以gpt2-samll为例，当前支持使用based model（初始权重）进行评测任务如下：

任务类型	评测指标	数据集
文本生成	Perplexity	WikiText2
文本分类	ACC	SST-2

注: 数据处理脚本的max_length入参默认是pretrain_gpt2_small_fp16.yaml中的seq_length，即1024。如更换使用模型，需设置数据处理脚本的max_length为对应yaml文件中的seq_length。**

文本生成

获取数据集

文本生成任务评测使用WikiText2数据集，可通过数据集下载得到，并进行相应的预处理。

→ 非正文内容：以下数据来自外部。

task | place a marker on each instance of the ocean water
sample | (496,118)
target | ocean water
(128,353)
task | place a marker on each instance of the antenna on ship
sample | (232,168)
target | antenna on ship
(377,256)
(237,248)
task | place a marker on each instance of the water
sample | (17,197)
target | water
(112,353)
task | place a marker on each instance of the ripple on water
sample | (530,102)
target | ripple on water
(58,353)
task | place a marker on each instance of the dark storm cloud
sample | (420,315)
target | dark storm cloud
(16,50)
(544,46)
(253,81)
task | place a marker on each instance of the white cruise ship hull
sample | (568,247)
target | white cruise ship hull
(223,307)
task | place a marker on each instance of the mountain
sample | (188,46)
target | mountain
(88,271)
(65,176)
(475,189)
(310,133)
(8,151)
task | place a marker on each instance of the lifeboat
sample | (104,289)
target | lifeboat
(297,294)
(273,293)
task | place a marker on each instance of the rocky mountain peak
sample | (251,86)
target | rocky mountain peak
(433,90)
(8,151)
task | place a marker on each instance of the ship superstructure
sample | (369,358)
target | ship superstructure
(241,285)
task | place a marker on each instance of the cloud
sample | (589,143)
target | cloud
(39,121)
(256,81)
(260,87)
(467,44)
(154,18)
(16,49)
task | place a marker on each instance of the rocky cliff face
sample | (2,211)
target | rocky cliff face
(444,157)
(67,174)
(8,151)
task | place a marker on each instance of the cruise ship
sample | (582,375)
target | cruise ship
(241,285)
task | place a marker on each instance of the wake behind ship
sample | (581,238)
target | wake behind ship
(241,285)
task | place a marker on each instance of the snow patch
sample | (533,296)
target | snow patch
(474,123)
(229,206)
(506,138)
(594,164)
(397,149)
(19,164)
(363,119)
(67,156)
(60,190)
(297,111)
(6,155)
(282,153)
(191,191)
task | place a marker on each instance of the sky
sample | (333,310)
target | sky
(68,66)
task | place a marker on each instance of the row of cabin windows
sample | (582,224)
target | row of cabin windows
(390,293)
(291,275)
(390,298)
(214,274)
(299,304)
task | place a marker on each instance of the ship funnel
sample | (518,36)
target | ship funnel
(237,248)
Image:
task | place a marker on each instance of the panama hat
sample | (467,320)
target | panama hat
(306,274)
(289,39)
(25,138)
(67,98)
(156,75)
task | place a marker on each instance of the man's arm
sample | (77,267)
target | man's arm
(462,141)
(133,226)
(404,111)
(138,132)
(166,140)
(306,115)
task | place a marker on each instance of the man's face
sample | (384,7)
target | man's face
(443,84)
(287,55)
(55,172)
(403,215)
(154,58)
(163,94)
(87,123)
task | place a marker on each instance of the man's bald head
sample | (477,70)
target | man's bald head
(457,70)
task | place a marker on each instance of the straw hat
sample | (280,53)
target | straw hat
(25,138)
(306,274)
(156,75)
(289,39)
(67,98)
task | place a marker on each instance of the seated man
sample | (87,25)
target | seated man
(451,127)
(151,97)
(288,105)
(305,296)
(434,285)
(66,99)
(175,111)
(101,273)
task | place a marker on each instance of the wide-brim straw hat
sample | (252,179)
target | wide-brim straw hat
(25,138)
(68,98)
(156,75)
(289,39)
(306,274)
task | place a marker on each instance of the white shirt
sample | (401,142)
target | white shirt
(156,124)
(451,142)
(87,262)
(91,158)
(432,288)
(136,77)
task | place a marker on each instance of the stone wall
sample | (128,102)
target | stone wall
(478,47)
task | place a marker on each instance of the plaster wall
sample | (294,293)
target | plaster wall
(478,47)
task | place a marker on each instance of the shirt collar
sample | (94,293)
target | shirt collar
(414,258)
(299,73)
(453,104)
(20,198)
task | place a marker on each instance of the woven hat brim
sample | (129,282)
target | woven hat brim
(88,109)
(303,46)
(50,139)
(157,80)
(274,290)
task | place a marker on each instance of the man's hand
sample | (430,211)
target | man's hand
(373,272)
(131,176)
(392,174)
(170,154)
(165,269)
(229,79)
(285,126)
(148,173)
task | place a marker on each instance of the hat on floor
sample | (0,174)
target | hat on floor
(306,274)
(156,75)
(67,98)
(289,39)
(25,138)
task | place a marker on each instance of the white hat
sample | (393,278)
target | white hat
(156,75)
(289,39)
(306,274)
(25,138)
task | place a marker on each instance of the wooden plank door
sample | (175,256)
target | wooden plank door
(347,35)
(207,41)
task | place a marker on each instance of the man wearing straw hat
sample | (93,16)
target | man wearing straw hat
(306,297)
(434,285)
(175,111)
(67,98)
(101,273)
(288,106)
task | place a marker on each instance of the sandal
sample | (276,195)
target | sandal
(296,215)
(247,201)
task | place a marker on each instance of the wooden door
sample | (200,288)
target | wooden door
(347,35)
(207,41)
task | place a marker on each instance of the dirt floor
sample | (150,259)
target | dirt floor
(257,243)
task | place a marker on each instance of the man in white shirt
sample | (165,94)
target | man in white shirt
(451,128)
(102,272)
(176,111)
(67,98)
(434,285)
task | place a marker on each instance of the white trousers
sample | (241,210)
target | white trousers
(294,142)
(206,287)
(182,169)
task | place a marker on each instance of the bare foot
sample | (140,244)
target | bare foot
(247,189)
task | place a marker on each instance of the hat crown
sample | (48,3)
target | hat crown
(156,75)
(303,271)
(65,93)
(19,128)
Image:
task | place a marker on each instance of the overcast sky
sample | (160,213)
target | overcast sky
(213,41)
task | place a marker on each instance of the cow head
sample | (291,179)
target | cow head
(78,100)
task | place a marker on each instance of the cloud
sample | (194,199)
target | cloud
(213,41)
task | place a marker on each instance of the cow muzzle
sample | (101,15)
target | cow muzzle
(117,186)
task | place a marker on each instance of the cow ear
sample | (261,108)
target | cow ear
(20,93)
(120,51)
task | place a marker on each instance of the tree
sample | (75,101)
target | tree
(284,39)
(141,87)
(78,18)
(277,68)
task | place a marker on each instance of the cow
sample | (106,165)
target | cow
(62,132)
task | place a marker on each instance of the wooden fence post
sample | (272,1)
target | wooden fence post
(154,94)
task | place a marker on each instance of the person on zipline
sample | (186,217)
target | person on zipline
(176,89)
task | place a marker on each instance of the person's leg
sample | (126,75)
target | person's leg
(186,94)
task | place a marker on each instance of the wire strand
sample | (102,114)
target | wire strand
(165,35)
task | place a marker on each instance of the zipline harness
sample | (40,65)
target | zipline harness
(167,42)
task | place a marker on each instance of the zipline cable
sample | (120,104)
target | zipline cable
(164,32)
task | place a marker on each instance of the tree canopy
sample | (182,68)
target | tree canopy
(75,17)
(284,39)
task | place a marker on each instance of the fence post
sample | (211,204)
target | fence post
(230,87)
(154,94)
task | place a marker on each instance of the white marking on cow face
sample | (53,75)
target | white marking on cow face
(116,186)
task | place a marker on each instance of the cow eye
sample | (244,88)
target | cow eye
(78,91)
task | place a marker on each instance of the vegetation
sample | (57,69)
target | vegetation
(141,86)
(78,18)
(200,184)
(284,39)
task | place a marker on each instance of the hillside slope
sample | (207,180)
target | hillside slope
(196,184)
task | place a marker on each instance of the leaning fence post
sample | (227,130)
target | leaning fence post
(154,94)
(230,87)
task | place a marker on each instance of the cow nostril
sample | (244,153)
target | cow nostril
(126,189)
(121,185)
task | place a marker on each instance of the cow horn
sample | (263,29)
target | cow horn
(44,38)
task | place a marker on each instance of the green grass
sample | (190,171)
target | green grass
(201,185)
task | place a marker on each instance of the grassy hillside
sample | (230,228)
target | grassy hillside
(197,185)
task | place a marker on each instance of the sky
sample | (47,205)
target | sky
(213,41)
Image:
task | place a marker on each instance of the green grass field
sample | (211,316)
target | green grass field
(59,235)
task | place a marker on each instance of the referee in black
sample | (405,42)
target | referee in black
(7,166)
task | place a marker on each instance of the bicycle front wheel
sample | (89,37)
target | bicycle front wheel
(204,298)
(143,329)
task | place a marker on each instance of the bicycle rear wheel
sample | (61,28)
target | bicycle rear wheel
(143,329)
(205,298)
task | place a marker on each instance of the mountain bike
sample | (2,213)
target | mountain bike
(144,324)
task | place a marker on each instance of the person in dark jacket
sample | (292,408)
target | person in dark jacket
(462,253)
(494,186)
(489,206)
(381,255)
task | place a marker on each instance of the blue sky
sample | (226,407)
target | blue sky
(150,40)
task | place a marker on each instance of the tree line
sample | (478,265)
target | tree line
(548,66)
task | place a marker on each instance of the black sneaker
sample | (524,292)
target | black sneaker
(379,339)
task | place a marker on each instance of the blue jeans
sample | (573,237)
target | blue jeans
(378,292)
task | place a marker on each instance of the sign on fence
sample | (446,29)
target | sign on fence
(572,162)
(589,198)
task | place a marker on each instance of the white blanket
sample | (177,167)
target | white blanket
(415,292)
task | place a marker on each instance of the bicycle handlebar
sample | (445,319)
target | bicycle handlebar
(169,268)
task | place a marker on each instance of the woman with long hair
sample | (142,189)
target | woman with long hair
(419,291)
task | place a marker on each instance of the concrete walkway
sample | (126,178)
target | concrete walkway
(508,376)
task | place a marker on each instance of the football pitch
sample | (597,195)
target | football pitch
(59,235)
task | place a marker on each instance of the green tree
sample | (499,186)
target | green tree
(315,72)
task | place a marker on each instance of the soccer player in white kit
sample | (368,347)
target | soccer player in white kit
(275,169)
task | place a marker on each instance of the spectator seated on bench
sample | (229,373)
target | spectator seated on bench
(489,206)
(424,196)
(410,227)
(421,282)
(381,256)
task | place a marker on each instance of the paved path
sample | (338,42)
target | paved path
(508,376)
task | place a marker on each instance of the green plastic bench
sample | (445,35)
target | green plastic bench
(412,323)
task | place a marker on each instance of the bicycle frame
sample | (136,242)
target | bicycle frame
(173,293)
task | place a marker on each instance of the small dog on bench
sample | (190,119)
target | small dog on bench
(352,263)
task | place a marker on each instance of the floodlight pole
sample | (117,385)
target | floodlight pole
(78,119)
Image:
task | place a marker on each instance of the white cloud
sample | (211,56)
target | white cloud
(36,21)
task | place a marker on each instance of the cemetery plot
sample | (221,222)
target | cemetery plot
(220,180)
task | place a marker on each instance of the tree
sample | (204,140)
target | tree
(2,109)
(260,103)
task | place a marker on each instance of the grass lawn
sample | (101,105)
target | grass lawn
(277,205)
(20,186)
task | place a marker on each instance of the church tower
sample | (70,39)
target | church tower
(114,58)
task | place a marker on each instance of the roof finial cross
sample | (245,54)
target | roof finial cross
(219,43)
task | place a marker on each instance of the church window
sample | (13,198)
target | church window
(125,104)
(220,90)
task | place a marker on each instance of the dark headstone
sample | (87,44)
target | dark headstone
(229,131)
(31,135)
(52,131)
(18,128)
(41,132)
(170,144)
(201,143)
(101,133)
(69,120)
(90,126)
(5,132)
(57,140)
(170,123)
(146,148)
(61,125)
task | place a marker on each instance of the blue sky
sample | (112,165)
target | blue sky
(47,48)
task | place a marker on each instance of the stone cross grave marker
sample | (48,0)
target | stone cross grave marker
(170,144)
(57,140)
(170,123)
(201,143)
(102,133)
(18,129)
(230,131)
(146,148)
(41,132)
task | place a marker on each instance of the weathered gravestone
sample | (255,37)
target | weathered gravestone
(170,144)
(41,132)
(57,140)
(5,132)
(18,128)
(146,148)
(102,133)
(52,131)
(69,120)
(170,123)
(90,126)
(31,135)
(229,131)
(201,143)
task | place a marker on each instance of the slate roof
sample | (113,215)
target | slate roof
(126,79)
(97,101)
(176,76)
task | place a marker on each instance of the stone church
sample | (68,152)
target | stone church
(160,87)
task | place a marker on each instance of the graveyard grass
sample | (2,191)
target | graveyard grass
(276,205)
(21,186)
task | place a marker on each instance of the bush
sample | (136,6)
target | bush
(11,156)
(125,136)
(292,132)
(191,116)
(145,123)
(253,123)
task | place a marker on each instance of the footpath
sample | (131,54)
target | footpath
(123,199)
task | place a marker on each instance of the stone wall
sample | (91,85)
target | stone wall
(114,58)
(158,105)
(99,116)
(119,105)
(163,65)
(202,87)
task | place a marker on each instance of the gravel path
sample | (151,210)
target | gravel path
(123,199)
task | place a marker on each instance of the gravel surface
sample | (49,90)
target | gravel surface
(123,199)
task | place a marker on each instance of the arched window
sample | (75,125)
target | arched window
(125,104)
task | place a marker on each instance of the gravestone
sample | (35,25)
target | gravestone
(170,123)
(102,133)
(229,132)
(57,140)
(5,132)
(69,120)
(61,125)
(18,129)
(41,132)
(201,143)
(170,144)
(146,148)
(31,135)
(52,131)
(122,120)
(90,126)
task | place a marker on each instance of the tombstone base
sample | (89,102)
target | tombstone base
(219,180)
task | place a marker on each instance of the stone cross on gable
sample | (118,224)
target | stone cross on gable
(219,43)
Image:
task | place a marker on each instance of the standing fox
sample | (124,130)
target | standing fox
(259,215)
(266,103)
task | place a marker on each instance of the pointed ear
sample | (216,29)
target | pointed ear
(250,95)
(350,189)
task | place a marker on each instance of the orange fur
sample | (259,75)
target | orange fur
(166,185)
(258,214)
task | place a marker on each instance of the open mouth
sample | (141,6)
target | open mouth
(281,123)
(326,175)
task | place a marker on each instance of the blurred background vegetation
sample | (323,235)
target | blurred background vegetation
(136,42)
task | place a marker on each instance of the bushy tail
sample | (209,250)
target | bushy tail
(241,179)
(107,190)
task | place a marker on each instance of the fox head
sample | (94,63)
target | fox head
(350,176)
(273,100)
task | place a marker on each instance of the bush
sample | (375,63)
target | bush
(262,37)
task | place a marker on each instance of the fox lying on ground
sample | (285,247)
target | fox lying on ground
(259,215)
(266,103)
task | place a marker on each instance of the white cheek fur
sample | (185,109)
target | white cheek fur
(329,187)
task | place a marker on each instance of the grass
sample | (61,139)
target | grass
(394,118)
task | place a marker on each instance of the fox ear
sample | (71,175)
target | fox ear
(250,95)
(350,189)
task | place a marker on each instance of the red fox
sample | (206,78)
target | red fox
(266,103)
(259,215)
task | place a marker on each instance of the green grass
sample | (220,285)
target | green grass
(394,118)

修改模型配置文件configs/gpt2/pretrain_gpt2_small_fp16.yaml

metric:
  type: PerplexityMetric

model:
  model_config:
    use_flash_attention: True

执行评测命令

python run_mindformer.py --config configs/gpt2/pretrain_gpt2_small_fp16.yaml \
                         --eval_dataset_dir {your_path/wikitext-2.valid.mindrecord} \
                         --run_mode eval \
                         --epochs 1
# gpt2: PerplexityMetric: {'PerplexityMetric': {'loss': 3.24, 'PPL': 25.55}
# gpt2_13b(需替换yaml文件): PerplexityMetric: {'PerplexityMetric': {'loss': 2.35, 'PPL': 10.49}

文本分类

获取数据集

SST-2数据集数据集包含电影评论中的句子和它们情感的人类注释。类别分为两类正面情感（positive，样本标签对应为1）和负面情感（negative，样本标签对应为0）

处理数据成mindrecord格式

数据处理文件txtcls_dataset_to_mindrecord.py在目录mindformers/tools/dataset_preprocess/gpt2下。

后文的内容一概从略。